Hi @alfanon,
Thanks for the follow-up.
A couple of things come to mind though none of them are particularly worrying in my opinion. First, the tail end of the reads (as is expected with Illumina) might just have been low enough in quality that the sequencer automatically excluded them, this wouldn't even need manual QC. I've also experienced this with host contamination of the reads. Once merged, you can blast a few of those shorter reads to see what they are hitting. If they are host, or some unknown target, we can filter them pretty easily if needed.
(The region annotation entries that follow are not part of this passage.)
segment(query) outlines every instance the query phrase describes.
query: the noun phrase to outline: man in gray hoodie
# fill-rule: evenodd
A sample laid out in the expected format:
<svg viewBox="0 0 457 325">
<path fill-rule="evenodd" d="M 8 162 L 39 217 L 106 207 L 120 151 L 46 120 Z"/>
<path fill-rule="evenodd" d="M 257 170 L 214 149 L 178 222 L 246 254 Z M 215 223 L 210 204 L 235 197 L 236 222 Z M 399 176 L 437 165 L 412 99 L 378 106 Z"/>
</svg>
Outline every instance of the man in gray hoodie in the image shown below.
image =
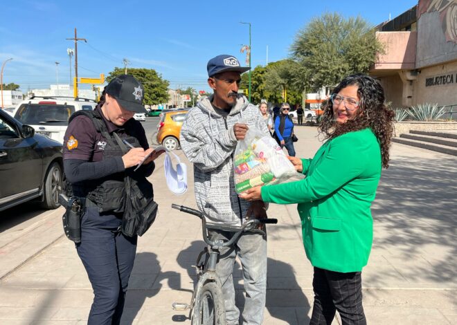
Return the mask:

I think based on your trim/truncating parameters the minimum overlap required for DADA2 is preserved so that shouldn't be a problem. If you were worried about this though, you can always just use your forward reads which seem to be in great shape!
Aha! I think your deduction is spot on here. If I had to guess, I'd say this is it. The probability of chimeras forming in a pool of nucleotides and primers is certainly higher when there is no real target. I also kind of recall this was especially true if a high fidelity polymerase wasn't used for the PCR.
Overall, I don't think this is an issue of the DADA2 algorithm, but rather something from your preparation and even then I wouldn't worry about it and just carry on with your analyses, taking care to filter out those spurious reads. I'd be interested in what @Nicholas_Bokulich's thoughts are on this though.